Data extraction was performed independently by two reviewers using a standardized form, piloted beforehand to ensure consistency. For comparative studies, extracted data included study characteristics (e.g., author, year, and sample size), patient demographics, and outcomes such as conversion rates, morbidity, and survival. Noncomparative studies contributed technical metrics like operative time and blood loss. Subgroup data (e.g., major vs minor hepatectomies) were collected where available.
The methodological quality of included reviews was critically appraised using the Assessment of Multiple Systematic Reviews 2 (AMSTAR-2) tool[16], which evaluates domains such as protocol registration, risk of bias assessment, and handling of heterogeneity.
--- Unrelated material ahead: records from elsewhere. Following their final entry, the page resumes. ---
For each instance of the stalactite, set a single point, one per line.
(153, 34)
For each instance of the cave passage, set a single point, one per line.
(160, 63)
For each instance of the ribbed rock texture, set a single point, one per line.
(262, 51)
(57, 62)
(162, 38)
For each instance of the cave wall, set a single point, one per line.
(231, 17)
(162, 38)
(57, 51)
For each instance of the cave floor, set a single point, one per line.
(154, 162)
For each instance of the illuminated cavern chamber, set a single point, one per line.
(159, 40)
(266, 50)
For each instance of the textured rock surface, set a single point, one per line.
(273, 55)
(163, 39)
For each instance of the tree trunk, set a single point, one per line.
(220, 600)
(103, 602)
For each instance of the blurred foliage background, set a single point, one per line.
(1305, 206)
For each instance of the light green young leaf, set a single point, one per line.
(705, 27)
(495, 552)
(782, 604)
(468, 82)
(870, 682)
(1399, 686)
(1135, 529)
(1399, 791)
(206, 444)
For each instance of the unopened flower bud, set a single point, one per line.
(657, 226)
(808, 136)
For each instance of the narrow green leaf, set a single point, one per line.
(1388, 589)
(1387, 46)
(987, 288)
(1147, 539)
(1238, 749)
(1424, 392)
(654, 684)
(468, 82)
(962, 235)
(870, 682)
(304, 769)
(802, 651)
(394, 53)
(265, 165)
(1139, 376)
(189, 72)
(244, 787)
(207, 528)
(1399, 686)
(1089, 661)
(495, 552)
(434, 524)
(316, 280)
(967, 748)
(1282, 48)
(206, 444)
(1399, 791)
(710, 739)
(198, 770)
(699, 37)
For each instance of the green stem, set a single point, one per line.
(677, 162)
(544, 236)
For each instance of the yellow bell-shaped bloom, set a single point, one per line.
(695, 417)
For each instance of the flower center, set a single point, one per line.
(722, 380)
Two reviewers independently assigned confidence ratings (high, moderate, low), with discrepancies resolved through consensus.
Primary outcomes for the comparative analysis included conversion rates, 30-day morbidity and mortality, R0 resection rates, and long-term survival (3- and 5-year overall survival). Secondary outcomes encompassed operating time, intraoperative blood loss, hospital stay, cost analyses, and learning curve assessments. For noncomparative studies, outcomes focused on technical feasibility, such as procedure success rates and intraoperative challenges.
Findings were synthesized through a combination of narrative and quantitative approaches. For outcomes reported consistently across comparative meta-analyses (e.g., operating time and blood loss), pooled estimates were calculated using random-effects models to account for heterogeneity, with statistical heterogeneity quantified via I2 and χ2 tests. Sensitivity analyses were planned if substantial inconsistency (I2 > 50%) was detected. Subgroup analyses explored potential effect modifiers, such as resection complexity or timing of surgery (simultaneous vs staged). Noncomparative data were synthesized narratively to contextualize technical outcomes, with themes organized by clinical relevance (e.g., safety and feasibility).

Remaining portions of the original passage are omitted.